O'Reilly Stops Selling Books and Videos


If you work in the world of technology then you've no doubt come into contact with one of the distinctive O'Reilly-published books displaying a woodcut animal on its cover. The media company has gone through several tranisitions since Tim O'Reilly founded it in 1978, and another just quietly happened.

O'Reilly decided that it will no longer sell individual books and videos through its online store. The company explains in a FAQ that it fully intends to continue publishing new books and videos, but it won't sell them to you directly. Instead, both paper and ebook versions will be available through Amazon and other book stores.

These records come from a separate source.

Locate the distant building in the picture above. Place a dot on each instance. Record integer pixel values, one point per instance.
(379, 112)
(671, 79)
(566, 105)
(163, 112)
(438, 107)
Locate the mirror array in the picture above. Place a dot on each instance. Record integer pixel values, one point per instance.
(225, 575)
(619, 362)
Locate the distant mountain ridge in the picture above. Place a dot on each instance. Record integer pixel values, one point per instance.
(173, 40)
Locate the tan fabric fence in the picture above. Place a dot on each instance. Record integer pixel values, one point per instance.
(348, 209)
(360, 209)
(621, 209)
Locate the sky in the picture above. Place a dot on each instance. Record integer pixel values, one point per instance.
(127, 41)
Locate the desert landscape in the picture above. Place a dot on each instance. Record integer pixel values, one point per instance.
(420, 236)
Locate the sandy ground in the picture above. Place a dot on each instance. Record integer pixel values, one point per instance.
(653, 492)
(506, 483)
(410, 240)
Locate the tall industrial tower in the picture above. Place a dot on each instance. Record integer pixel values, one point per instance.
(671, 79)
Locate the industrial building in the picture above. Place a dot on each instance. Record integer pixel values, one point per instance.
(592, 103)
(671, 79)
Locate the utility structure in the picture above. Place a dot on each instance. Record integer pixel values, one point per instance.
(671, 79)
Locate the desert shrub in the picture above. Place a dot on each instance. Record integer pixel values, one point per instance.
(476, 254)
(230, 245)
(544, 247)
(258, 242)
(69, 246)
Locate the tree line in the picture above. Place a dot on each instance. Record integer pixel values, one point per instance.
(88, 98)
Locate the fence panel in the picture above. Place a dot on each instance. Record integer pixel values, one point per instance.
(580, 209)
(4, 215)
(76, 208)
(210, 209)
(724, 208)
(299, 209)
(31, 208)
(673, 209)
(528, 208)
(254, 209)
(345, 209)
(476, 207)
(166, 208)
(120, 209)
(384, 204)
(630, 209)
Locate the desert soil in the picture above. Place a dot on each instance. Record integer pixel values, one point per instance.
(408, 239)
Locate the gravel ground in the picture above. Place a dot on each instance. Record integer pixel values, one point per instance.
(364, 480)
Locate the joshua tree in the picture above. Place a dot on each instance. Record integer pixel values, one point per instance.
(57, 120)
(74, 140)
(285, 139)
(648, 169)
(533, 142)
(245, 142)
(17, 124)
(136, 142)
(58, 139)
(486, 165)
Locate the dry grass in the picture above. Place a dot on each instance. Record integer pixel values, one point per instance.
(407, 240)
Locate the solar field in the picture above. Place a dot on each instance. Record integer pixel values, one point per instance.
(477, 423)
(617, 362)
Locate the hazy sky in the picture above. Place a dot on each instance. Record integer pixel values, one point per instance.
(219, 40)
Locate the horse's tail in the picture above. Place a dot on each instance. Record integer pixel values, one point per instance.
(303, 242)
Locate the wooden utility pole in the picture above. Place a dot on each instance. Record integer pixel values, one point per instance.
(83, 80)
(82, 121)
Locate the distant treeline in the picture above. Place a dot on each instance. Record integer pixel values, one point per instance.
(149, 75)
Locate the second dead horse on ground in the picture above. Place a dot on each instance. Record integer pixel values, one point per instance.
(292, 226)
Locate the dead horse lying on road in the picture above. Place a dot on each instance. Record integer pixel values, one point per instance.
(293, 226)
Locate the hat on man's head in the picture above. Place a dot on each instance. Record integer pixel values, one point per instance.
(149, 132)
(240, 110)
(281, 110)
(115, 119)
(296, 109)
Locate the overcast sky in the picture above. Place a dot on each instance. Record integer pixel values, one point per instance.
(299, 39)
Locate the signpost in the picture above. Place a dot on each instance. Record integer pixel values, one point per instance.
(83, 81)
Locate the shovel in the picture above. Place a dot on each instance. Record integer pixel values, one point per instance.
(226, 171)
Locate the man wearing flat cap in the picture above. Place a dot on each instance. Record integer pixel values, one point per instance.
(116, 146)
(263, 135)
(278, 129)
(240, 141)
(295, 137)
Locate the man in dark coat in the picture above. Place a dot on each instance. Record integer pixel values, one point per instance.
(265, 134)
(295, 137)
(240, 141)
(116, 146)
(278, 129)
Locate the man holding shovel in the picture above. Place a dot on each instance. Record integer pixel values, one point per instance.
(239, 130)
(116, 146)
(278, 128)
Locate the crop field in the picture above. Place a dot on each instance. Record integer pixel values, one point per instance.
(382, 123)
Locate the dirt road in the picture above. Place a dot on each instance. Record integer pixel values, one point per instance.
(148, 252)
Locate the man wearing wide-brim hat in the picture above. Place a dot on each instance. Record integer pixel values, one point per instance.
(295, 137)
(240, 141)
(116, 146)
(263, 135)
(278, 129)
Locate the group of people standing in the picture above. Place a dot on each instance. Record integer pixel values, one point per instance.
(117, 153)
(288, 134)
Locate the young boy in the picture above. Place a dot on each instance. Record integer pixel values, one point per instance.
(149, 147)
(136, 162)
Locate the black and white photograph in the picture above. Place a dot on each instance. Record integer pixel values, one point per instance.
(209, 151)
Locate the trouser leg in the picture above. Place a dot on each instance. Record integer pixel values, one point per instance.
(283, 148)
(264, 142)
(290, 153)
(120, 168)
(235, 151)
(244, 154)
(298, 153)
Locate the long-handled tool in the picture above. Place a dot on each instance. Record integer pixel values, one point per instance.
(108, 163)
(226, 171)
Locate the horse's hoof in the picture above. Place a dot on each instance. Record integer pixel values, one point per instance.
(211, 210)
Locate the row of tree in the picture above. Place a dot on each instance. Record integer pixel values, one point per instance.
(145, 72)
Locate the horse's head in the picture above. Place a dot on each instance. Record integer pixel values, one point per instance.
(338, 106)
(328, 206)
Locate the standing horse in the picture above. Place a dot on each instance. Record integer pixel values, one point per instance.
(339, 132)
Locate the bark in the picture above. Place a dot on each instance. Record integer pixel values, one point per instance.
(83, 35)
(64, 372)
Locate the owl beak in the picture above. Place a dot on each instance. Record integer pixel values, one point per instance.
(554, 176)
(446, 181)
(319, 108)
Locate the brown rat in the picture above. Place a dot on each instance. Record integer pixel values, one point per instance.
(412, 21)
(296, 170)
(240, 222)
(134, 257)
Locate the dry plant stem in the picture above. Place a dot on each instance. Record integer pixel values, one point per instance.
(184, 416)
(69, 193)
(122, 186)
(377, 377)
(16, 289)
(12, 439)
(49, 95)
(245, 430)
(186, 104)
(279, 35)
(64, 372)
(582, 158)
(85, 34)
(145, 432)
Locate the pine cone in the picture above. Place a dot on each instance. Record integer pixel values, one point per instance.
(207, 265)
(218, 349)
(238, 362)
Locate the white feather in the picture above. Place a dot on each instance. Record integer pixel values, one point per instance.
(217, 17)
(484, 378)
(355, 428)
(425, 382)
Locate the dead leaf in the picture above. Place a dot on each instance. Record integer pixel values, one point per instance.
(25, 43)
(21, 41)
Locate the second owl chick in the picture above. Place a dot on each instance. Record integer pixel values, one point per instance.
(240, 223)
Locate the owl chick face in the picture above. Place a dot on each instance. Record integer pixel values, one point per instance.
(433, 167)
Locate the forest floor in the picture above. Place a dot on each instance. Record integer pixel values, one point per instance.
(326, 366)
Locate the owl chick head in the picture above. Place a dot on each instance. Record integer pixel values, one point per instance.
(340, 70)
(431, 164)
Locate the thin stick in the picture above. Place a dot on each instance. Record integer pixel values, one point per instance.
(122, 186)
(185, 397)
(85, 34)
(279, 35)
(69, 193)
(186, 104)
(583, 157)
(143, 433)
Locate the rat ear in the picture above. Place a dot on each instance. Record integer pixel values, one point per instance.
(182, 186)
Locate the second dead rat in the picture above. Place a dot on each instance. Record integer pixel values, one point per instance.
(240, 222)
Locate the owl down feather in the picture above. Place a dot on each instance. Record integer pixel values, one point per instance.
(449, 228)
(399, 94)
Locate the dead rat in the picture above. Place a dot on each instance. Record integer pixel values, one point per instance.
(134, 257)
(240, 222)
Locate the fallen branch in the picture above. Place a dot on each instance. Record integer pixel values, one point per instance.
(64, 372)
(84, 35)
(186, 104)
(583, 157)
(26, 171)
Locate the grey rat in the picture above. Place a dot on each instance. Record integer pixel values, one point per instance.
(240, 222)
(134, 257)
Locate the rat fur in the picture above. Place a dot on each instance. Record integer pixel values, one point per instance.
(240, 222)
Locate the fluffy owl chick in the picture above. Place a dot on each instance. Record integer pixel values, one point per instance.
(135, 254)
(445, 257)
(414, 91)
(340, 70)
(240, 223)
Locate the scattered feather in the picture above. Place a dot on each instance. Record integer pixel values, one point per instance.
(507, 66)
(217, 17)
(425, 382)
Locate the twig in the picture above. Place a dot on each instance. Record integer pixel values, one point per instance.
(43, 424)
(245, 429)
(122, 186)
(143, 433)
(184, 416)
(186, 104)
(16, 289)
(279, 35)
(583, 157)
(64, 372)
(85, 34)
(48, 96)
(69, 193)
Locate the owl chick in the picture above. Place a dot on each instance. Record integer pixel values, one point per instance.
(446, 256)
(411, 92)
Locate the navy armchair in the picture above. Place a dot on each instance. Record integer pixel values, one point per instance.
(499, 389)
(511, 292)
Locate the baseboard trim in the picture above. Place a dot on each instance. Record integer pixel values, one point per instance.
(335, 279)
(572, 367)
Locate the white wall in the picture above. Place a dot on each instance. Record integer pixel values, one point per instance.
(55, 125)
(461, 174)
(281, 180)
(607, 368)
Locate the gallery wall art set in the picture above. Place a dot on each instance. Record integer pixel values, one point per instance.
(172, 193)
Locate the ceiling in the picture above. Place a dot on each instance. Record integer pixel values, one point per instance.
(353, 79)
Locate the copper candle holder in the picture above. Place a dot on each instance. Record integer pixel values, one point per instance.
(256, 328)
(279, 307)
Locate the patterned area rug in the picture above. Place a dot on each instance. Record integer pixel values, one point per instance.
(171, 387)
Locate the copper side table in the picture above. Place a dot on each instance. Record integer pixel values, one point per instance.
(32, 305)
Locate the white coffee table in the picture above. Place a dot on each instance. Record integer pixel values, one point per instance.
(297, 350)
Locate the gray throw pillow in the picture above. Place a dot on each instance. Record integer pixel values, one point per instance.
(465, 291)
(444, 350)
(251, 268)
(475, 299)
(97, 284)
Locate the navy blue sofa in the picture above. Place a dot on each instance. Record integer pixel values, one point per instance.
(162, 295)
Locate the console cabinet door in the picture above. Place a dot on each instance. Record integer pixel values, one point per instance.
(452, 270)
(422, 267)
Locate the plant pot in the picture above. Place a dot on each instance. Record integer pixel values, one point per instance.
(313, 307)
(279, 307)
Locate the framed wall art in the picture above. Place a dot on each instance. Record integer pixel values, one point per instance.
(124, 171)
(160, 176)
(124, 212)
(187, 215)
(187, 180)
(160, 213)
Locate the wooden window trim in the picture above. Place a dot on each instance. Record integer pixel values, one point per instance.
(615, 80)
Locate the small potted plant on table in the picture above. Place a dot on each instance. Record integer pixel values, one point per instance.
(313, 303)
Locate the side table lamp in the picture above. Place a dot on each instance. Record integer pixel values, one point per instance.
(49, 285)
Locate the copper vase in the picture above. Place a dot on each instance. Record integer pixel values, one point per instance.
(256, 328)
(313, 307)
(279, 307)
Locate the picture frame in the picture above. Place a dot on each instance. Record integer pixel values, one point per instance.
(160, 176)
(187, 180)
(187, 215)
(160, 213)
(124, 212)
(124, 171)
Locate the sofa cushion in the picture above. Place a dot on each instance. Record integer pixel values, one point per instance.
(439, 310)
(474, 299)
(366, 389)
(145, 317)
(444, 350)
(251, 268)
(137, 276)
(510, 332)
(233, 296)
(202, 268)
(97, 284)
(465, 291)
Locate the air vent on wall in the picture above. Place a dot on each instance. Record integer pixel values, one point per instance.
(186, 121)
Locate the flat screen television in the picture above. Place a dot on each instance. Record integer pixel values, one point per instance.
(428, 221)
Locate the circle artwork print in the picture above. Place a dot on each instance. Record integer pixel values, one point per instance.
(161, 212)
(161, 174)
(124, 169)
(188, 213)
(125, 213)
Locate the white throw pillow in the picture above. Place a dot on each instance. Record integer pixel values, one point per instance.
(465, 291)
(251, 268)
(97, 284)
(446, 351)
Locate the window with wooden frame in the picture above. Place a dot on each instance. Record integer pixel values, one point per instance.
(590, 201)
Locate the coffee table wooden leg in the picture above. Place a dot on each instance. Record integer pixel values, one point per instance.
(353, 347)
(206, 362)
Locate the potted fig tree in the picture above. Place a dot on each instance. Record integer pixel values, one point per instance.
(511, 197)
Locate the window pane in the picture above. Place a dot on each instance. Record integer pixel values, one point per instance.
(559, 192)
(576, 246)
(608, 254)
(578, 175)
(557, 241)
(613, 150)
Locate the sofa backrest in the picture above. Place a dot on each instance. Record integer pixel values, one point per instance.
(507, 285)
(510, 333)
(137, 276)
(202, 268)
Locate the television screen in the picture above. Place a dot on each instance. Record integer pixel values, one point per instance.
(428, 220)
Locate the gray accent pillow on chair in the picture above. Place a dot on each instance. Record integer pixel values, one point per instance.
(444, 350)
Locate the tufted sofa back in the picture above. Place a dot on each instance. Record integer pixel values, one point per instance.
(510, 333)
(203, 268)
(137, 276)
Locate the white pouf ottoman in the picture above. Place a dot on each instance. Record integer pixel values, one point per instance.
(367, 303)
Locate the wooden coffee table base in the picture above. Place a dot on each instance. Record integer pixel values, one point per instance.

What O'Reilly would really like you to do instead of buying its books is sign-up to its Safari service. For $39 per month or $399 per year you get full access to all existing O'Reilly books and videos as well as any new content published. There's also live online training, learning paths including self-assessment, and early release access to new content.

If you purchase a lot of tech books, or need to keep up with the latest software development trends, then a Safari subscription may make sense. However, for acces to the odd tech book or video here and there it's an expensive proprosition.

Clearly selling books and videos directly no longer makes sense financially for O'Reilly. Safari combined with the dozen or so regular conferences the company runs do, so it's refocusing. If anything, O'Reilly needs to publish more content now and keep the quality very high so as to make Safari worth that $399 every year.

If like me you have a healthy library of DRM-free ebooks and videos sitting in an O'Reilly account, don't worry, you will continue to have "free lifetime access" to them.